Screenshot Tests Are Manual Tests

When I joined Dropbox almost 2 years ago, I was asked to help improve the screenshot testing experience, resulting in Dropshots. While I’d played around with early versions of Paparazzi by that point, many of our tests were too heavily reliant on full Activities and Fragments to make use of host side JUnit tests.

The more I’ve worked with screenshot tests, the more I’ve come to understand their promises and limitations.

What screenshot tests offer⌗

Screenshot testing can be really helpful to validate that elements on the screen are rendered as you expect. They can help you detect visual changes that might have otherwise gone unnoticed.

For instance, if you’re working on design system components, screenshot tests can help you validate the appearance of your components, and highlight when the rendered appearance of your components changes. When this happens you can review a visual diff of the changes to ensure that they change as you expect them to.

That last sentence, I believe, often gets missed when using screenshot tests for apps.

The temptation of screenshot tests⌗

Screenshot tests have an interesting alure: we write our screens in code, so we want to test them, but testing UIs is challenging.

Other UI testing tools like Espresso and Compose Sematics can seem confusing and hard to manage.

Enter screenshot testing tools like Paparazzi, which offers UI testing directly in JUnit tests, without the use of a device. This can seem immensely valuable in our efforts to ensure code coverage for our UI code, but it comes with some hidden costs.
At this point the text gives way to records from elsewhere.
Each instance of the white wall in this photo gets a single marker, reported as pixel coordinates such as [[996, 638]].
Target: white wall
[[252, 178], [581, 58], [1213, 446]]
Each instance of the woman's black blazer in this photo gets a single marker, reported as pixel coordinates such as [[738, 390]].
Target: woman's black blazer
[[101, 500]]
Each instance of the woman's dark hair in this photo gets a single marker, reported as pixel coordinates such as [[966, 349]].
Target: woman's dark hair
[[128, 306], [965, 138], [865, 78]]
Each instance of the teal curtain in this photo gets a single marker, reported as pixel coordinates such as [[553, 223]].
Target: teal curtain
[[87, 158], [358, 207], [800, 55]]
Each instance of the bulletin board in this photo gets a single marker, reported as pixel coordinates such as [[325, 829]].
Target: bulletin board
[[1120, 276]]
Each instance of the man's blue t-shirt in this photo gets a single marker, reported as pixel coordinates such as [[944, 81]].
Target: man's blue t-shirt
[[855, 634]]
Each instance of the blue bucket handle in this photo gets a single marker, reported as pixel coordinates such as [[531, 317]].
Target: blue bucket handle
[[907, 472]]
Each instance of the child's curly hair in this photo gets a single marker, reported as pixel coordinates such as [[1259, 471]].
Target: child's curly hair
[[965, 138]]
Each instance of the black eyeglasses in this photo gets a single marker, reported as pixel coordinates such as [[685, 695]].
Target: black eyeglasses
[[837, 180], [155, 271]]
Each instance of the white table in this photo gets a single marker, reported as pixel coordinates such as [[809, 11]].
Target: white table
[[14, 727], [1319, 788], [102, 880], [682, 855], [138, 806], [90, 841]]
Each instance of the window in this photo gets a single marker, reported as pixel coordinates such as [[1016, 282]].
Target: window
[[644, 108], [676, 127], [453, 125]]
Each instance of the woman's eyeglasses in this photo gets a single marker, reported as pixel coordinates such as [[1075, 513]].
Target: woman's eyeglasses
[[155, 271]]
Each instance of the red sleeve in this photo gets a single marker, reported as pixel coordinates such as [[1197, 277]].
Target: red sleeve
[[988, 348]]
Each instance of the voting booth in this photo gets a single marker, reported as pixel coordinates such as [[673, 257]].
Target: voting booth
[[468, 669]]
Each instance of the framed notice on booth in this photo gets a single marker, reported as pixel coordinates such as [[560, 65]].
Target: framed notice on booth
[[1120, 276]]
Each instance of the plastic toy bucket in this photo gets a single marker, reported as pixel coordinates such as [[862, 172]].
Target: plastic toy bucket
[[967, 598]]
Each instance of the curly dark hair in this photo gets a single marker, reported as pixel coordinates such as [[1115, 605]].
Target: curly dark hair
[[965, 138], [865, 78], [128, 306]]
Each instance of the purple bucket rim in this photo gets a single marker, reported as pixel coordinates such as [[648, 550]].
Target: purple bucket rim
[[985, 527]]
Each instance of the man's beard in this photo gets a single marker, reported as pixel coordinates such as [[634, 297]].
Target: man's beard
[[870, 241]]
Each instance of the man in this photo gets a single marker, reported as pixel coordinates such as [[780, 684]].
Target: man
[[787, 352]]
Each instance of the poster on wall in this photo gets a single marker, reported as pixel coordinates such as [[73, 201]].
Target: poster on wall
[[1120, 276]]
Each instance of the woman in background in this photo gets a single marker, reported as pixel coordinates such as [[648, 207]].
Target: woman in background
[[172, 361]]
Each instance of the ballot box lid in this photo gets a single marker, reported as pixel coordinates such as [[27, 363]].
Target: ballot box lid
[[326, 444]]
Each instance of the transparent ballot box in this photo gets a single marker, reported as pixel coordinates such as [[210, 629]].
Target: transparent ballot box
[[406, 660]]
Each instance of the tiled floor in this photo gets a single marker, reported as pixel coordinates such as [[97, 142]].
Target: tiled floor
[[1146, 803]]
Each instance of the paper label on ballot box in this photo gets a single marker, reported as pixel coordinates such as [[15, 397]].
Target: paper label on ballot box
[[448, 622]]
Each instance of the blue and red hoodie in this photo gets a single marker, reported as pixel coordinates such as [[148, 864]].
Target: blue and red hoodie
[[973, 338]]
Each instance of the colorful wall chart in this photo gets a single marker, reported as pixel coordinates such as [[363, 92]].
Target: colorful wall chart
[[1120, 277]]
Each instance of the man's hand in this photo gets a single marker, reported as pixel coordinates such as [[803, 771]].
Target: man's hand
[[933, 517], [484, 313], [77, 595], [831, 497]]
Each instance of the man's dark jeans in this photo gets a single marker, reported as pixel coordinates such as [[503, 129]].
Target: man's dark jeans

Screenshot tests validate appearance⌗

When you write a screenshot test you’re not validating the behavior of your program, you’re validating the appearance of your program. While these are sometimes corelated, they’re not the same thing.

Since screenshot tests can easily cover large sections of UI code, they can make it easy to increase code coverage numbers, but it’s important to keep in mind what they’re really testing.

For example, if I’m testing a terms of service screen, I can pretty easily add lots of test coverage by adding a single screenshot test to validate the screen.

Sample screenshot recorded for a terms of service screen.

That’s great! My well tested app is now safe from regressions!

Screenshot tests require manual validation⌗

Fast forward a couple of months and imagine that your UX designers don’t like that the terms of service requires two taps. They want to update the copy to suggest that signing up automatically accepts the terms of service. So you dutifully remove that pesky checkbox, and your screenshot tests successfully catch that the appearance has changed and shows you this diff.

Paparazzi diff, showing the visual changes in the screenshots.

Noting that the only change on the screen is the removal of the checkbox, as expected, you simply record new screenshots and go along with your day.

It won’t take long after this change hits production to see your sign up numbers plummet since, without the ability to check a box to enable the submit button, users have no way to actually continue from this screen.

These screenshot tests failed. While they appropriately reported that the appearance of the screen changed, the appearance of the screen was expected to change, so that in and of itself wasn’t a significant red flag. The tests provided information that the author and reviewer both had to then interpret to ensure that the behavior was working as expected. That describes manual testing.

Use the right kind of tests⌗

While screenshot tests are certainly valuable, we should be careful to make sure that we understand the cost of relying on them. They offer us a great way to guard against visual regressions and ensure that our UI components appear as we expect them to, but they aren’t a direct replacement for more traditional test assertions.

The example above might have alternatively been tested using scemantic tests using the ComposeTestRule, as detailed in the guide on testing your compose layout, either as instrumentation tests or Robolectric tests.

Named semantic test failures in the Android Studio test pane.

While these tests could also have been ignored or misunderstood, they generally provide a more nuanced understanding of the desired behavior, since they don’t rely on visually interpreting the desired result. As a bonus, they’re also less brittle, since they don’t need to be updated when fonts, colors or other unrelated things change.

Conclusion⌗

Ultimately, it’s important to understand the different testing tools available, and use the right tool for the job. Screenshot tests are great for knowing when things change visually, but come with the burden of manually validating those changes. For testing the behavior of your code there are better, more robust options available.